I mean why would my 1911 have all this done to it if there weren't SOME parts of the design that couldn't be improved:
1. Polished integrated ramped, match bull barrel with a fully supported chamber (for .45super)Sure, some of those are personal preference items; but a couple of them address serious issues with the original design.
2. Titanium firing pin
3. Tuned custom hammer and trigger group with a 3.25# pull
4. Ultra short, ultra light, adjustable trigger
5. Tuned extractor
6. Tuned ejector
7. Dual captured recoil system with 22# wolff springs (for .45 super)
8. Tightened and trued frame and slide (but not too tightened)

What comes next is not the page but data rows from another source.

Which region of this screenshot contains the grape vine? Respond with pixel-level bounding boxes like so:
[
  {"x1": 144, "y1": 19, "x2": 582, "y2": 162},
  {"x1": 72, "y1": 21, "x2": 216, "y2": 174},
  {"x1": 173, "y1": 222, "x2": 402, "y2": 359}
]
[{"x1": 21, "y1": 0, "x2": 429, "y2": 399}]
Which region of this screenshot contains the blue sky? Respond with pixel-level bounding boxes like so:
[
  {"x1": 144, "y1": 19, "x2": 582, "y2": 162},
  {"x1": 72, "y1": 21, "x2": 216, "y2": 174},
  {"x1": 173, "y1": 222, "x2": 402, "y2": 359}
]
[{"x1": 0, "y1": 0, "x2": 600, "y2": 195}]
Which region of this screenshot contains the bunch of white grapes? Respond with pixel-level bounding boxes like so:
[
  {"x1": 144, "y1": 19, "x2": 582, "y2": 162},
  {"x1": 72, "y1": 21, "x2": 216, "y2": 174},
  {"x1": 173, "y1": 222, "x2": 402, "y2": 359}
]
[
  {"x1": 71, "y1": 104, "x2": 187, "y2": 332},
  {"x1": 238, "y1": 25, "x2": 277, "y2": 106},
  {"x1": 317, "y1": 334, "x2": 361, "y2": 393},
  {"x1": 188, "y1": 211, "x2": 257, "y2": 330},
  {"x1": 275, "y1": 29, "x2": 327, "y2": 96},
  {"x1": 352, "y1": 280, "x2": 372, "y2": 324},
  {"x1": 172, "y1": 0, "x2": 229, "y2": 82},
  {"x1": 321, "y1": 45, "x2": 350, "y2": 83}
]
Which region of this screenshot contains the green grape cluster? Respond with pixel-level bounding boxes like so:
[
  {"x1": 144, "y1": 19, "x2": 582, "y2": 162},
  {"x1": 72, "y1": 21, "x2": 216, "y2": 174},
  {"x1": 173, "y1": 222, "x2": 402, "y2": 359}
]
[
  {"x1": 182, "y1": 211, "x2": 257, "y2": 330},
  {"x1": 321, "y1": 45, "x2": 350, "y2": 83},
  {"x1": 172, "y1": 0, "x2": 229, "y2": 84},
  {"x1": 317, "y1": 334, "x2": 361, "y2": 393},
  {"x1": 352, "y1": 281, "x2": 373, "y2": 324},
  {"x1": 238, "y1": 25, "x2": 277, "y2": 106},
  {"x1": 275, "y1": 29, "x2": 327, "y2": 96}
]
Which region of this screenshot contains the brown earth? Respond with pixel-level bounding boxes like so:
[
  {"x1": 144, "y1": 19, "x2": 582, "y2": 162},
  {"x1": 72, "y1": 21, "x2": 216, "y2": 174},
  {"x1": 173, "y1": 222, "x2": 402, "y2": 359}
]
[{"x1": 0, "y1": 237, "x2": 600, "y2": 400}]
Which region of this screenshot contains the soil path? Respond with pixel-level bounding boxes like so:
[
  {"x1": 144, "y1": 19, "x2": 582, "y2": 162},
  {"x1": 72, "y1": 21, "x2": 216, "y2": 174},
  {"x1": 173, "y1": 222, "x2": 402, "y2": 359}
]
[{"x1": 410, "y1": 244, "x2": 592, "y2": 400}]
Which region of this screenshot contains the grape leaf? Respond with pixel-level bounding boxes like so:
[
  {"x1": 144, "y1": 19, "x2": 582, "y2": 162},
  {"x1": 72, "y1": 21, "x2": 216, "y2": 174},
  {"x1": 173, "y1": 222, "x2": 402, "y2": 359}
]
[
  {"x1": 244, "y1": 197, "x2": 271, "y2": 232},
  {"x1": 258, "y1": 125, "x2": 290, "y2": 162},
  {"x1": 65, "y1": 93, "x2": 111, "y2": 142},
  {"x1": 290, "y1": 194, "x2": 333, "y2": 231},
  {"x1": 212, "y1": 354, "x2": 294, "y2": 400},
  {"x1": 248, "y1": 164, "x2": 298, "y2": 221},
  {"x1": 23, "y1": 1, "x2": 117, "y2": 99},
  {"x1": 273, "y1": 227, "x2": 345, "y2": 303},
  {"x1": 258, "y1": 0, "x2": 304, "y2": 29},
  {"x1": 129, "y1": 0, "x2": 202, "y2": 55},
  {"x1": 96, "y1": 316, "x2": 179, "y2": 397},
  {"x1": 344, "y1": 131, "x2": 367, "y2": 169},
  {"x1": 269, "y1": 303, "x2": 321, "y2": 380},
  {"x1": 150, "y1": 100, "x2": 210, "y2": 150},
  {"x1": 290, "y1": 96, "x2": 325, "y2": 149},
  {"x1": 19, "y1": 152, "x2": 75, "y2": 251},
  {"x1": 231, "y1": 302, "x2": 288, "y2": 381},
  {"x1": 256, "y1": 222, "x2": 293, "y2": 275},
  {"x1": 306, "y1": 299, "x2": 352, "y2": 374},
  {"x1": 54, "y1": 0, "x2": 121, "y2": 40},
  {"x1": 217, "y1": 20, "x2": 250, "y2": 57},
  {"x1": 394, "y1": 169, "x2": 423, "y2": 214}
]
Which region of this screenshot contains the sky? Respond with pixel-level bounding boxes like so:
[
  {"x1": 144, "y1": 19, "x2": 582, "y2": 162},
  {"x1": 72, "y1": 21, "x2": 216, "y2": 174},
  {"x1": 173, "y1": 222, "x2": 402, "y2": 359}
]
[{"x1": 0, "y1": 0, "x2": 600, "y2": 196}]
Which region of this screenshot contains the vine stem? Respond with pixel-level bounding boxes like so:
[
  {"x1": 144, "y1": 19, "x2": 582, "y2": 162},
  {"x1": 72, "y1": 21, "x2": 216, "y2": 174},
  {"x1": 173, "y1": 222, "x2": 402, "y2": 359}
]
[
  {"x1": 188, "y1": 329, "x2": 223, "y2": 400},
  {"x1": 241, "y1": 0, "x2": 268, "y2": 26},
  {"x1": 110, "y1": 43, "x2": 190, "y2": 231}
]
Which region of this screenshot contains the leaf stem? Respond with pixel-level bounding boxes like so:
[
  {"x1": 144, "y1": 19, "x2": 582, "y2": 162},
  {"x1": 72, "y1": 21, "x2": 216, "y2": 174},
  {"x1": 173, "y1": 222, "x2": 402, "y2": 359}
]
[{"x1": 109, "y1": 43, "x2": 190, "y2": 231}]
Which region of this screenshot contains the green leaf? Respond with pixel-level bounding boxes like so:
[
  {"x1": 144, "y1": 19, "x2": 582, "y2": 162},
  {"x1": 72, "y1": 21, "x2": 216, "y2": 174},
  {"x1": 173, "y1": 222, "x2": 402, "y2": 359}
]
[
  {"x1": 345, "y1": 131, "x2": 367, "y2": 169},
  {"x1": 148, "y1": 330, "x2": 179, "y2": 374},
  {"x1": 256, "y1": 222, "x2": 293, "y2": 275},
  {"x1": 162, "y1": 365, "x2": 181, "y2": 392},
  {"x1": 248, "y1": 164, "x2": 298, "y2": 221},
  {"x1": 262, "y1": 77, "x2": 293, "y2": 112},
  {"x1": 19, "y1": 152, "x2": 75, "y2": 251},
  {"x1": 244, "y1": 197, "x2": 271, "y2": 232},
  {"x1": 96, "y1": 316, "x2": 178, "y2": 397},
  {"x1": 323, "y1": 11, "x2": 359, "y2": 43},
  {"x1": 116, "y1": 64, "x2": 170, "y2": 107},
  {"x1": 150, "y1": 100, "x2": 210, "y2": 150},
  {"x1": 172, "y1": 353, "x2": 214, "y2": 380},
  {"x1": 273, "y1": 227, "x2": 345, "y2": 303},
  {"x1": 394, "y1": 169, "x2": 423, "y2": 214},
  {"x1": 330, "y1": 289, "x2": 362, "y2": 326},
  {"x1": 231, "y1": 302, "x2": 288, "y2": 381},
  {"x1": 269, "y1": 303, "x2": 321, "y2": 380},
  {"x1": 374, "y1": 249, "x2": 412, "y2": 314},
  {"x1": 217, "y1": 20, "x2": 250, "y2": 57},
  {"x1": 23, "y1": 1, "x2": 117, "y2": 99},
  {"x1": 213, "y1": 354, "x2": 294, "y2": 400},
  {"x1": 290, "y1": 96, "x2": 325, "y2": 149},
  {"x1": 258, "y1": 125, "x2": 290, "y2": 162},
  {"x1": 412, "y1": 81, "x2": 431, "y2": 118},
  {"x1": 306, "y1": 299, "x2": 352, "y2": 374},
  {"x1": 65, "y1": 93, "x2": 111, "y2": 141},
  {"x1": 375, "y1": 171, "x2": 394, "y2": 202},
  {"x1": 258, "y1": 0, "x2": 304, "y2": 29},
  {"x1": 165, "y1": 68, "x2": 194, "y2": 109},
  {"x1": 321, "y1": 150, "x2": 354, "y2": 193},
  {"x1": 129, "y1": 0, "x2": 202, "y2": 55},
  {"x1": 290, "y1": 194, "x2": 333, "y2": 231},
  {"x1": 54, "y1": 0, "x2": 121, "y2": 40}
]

9. Checkered arched mainspring housing
10. Wraparound hogue finger groove grips
11. Torx head grip screws
12. Lowerd and flared ejection port
13. Lowered, extended, and thinned tool steel ambi-dextrous safety
14. Lowered, extended, and thinned tool steel slide stop
15. Beveled mag well
16. Novak lo-profile combat sights with tritium inserts.

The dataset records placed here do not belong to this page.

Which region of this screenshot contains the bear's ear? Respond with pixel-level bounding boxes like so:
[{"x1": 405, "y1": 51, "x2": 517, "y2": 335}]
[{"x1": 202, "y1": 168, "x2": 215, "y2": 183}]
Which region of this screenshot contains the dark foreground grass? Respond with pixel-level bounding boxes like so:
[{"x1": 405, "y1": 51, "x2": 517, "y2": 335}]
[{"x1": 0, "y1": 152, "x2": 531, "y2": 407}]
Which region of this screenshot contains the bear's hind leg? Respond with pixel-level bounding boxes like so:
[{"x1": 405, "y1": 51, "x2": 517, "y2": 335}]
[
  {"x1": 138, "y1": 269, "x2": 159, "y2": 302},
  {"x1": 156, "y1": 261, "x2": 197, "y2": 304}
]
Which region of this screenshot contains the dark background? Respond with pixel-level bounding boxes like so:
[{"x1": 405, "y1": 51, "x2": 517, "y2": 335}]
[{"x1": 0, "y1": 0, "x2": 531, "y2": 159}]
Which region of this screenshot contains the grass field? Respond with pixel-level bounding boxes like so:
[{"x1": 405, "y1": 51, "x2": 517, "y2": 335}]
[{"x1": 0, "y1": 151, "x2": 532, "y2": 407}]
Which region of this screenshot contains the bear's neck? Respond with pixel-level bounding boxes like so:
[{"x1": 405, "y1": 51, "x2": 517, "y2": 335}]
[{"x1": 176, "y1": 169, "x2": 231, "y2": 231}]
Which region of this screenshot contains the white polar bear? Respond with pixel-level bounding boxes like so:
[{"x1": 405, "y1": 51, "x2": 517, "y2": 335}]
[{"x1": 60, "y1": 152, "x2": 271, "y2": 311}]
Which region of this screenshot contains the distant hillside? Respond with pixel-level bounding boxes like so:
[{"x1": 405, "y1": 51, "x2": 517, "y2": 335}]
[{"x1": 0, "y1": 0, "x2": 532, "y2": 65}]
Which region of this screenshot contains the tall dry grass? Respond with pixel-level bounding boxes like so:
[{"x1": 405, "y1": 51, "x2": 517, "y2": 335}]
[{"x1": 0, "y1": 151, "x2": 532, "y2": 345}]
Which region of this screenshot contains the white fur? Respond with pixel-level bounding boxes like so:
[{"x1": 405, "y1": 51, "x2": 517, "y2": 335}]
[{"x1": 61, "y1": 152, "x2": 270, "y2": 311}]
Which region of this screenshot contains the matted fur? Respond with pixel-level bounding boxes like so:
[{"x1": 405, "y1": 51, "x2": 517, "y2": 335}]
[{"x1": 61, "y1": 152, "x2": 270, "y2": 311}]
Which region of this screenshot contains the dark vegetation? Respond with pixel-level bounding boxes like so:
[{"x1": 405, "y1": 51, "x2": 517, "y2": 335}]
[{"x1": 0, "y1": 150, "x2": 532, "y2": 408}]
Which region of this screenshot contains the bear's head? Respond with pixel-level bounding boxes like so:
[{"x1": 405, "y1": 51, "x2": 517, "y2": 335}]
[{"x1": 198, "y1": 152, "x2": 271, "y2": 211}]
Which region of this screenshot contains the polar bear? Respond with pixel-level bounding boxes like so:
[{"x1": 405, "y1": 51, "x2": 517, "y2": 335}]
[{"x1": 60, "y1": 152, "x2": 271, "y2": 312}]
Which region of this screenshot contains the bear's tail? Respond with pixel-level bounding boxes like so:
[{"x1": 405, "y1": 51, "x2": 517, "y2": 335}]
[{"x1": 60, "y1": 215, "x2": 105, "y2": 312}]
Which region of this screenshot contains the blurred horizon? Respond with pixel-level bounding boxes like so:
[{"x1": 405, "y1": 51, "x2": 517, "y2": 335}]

17. Recessed angle cut muzzle crown
18. Wilson mags with steel ultrathin base plates
19. Full wolff sring set
20. Slide flats trued and polished, the rest of the gun bead blasted
So, what are the problems that I see with the classic 1911:
1. Ejection port
2. Unsupported chamber
3. Frame feed ramp
4. Original plain grip safety
5. Spur hammer
6. Recoil spring plug
7. Barrel bushing (plus and minus on that one)
8. Stock safety
9. Stock slide stop release
10. ANY Grip safety at all (plus and minus on that one)
11. Overly sensitive to mag springs
12. Overly sensitive to all the other springs too
13. Non-existent sights
Actually, most of those aren't really THAT big deal... but there is one thing that is the WORST feature of the 1911...

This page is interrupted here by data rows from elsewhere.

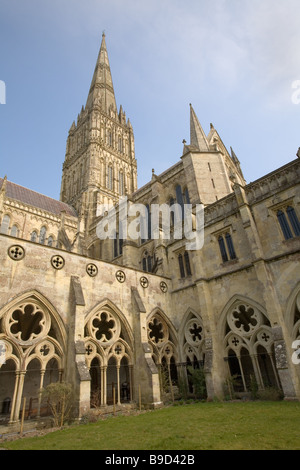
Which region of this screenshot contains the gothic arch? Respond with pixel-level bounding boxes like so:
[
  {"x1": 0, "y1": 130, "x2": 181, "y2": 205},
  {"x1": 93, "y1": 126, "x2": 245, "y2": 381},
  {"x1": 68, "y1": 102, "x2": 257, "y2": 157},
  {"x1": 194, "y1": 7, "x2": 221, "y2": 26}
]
[
  {"x1": 85, "y1": 298, "x2": 134, "y2": 345},
  {"x1": 0, "y1": 289, "x2": 67, "y2": 350},
  {"x1": 84, "y1": 299, "x2": 134, "y2": 406},
  {"x1": 0, "y1": 290, "x2": 66, "y2": 422},
  {"x1": 218, "y1": 294, "x2": 268, "y2": 338},
  {"x1": 220, "y1": 295, "x2": 280, "y2": 392},
  {"x1": 147, "y1": 307, "x2": 179, "y2": 394},
  {"x1": 285, "y1": 282, "x2": 300, "y2": 341},
  {"x1": 178, "y1": 308, "x2": 205, "y2": 363}
]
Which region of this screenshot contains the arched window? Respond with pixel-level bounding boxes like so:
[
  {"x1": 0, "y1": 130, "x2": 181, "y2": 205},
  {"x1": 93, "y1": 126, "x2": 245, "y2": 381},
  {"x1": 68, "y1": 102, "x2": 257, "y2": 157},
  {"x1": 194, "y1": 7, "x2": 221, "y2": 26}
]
[
  {"x1": 107, "y1": 165, "x2": 113, "y2": 190},
  {"x1": 1, "y1": 215, "x2": 10, "y2": 235},
  {"x1": 178, "y1": 253, "x2": 185, "y2": 278},
  {"x1": 184, "y1": 251, "x2": 192, "y2": 276},
  {"x1": 107, "y1": 131, "x2": 113, "y2": 147},
  {"x1": 225, "y1": 233, "x2": 236, "y2": 259},
  {"x1": 218, "y1": 235, "x2": 228, "y2": 263},
  {"x1": 119, "y1": 170, "x2": 124, "y2": 196},
  {"x1": 47, "y1": 235, "x2": 54, "y2": 246},
  {"x1": 183, "y1": 188, "x2": 191, "y2": 204},
  {"x1": 40, "y1": 227, "x2": 47, "y2": 245},
  {"x1": 118, "y1": 136, "x2": 123, "y2": 153},
  {"x1": 224, "y1": 301, "x2": 280, "y2": 392},
  {"x1": 30, "y1": 230, "x2": 37, "y2": 242},
  {"x1": 142, "y1": 251, "x2": 154, "y2": 273},
  {"x1": 10, "y1": 225, "x2": 19, "y2": 237},
  {"x1": 277, "y1": 210, "x2": 293, "y2": 240},
  {"x1": 178, "y1": 251, "x2": 192, "y2": 278},
  {"x1": 286, "y1": 206, "x2": 300, "y2": 237},
  {"x1": 218, "y1": 232, "x2": 236, "y2": 263}
]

The internal tension spring extractor
The internal extractor has caused more serious problems for more users than anything other than bad magazines (which I don't blame on the design really, and which are a problem for ALL auto pistols).
Even an otherwise perfect 1911 can become unreliable after a few hundred rounds of "bad" ammo, that can detension the extractor. In fact even an Ed Brown hardcore extractor (about the toughest and highest end you can get) can be detensioned by just 20-50 rounds of ammo thats rim is too thick, too hard, or extracts just a little bit wrong.
You do it to yourself even faster if you drop the slide on a chambered round.
Generally speaking, the strategy in dealing with this HAS been to get a good heavy duty extractor, tension it properly, then tune it up every few thousand rounds.
In the last few years though, Kimber, S&W and others have started producing external extractor 1911's (with varying degrees of success. Kimber mostly unsuccessful, SIG, ParaOrdnance, and S&W successful). That really is the proper solution to this issue; because it doesnt need regular retuning, and it isn't subject to metal fatigue etc...
Actually extraction and ejection issues are probably the most serious issues for ANY auto pistol, but just about every other design has moved to an external extractor. Sometimes "they" are right, and god forbid, John Moses Browning was wrong (actually HE thought the extractor was the weak point too).